А. И. Кошелев (1806–1883)
«Я мало встречал образованных людей с меньшей способностью к теоретическим вопросам. Иногда я даже удивлялся, как человек, несомненно очень умный в сфере практических интересов, оказывается до такой степени слабым, когда речь заходит о теоретическом предмете», — писал Борис Николаевич Чичерин об Александре Ивановиче Кошелеве. Столь искушенному в сфере отвлеченного знания человеку, каким являлся Чичерин, один из любопытнейших философов XIX века, трудно не поверить, если, конечно, под практическими интересами не подразумевать сухого утилитаризма, столь свойственного эпохе 1860-х годов. Его Кошелев был совершенно чужд. Он принадлежал к другому времени, характер его развивался в другой среде и воспитан был на совершенно иных понятиях, весьма отличных от плебейского нигилизма.
Александр Иванович Кошелев родился в старинной дворянской семье. Отец его, Иван Родионович, после смерти родителей был отдан на попечение своему дяде Мусину-Пушкину, который в ту пору был послом в Лондоне. Благодаря этому обстоятельству Иван Родионович изучил английский язык, слушал лекции в Оксфордском университете, и, когда вернулся в Россию, Потемкин взял его к себе в адъютанты. Однако вскоре, заметив расположение Екатерины II к молодому красивому офицеру, немедленно удалил Ивана Родионовича из Петербурга. Вторым браком Иван Родионович был женат на дочери французского эмигранта Дарье Николаевне Дежарден. Александр Иванович был единственным ребенком от этого брака.
Поначалу воспитанием сына занимались сами родители: Иван Родионович учил его истории, географии и русскому языку, мать — французскому, немецкому Кошелева учил дядька-немец. После смерти Ивана Родионовича Дарья Николаевна пригласила для обучения сына профессоров Московского университета Мерзлякова и Шлецера. Первый преподавал Кошелеву русскую и классическую словесность, второй — политические науки. Наибольший интерес Александр Иванович проявил к классическим языкам и еще до поступления в университет переводил Платона, Фукидида, Ксенофонта и знал наизусть в оригинале первую песнь «Илиады». «Я всегда и всем занимался страстно,» — писал он впоследствии.

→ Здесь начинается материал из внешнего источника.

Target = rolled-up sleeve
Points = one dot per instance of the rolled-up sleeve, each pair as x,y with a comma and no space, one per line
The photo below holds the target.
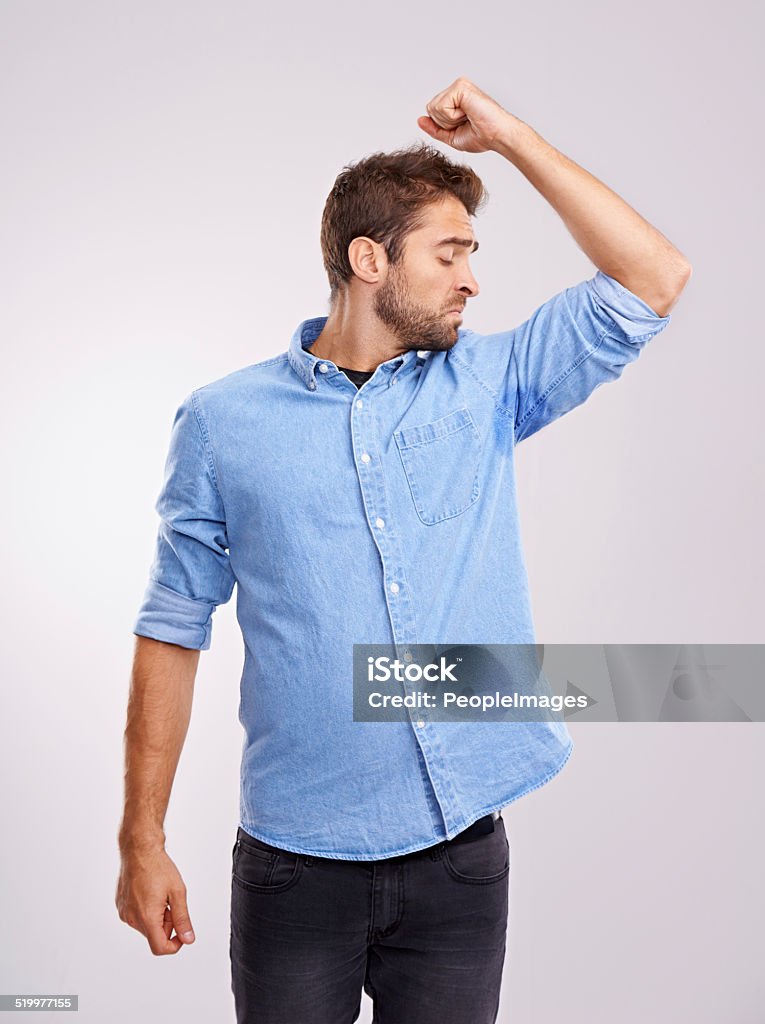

Деятельная воля и врожденное чувство собственного достоинства были его отличительными чертами. Однажды приятели уговорили Кошелева выстрелить из пистолета: вместо цели он попал в потолок. Он тут же дал себе слово добиться совершенства в стрельбе и не расставался с пистолетом до тех пор, пока не стал одним из первых стрелков в Москве. Когда он служил в Министерстве иностранных дел, в его обязанности входило составление выписок из немецких газет. Но немецкие газеты ему наскучили, и тогда Кошелев выучил английский язык. Еще в университете помимо лекций он увлеченно занимался самообразованием, посещал кружок Раича, кружок «любомудров», был очень близко знаком с В. Ф. Одоевским, Д. В. Веневитиновым, И. В. Киреевским (к которому был очень сильно привязан: «Я с ним как будто похоронил половину себя», — писал он после смерти Ивана Васильевича). Позже познакомился с А. С. Хомяковым, К. Аксаковым, М. П. Погодиным.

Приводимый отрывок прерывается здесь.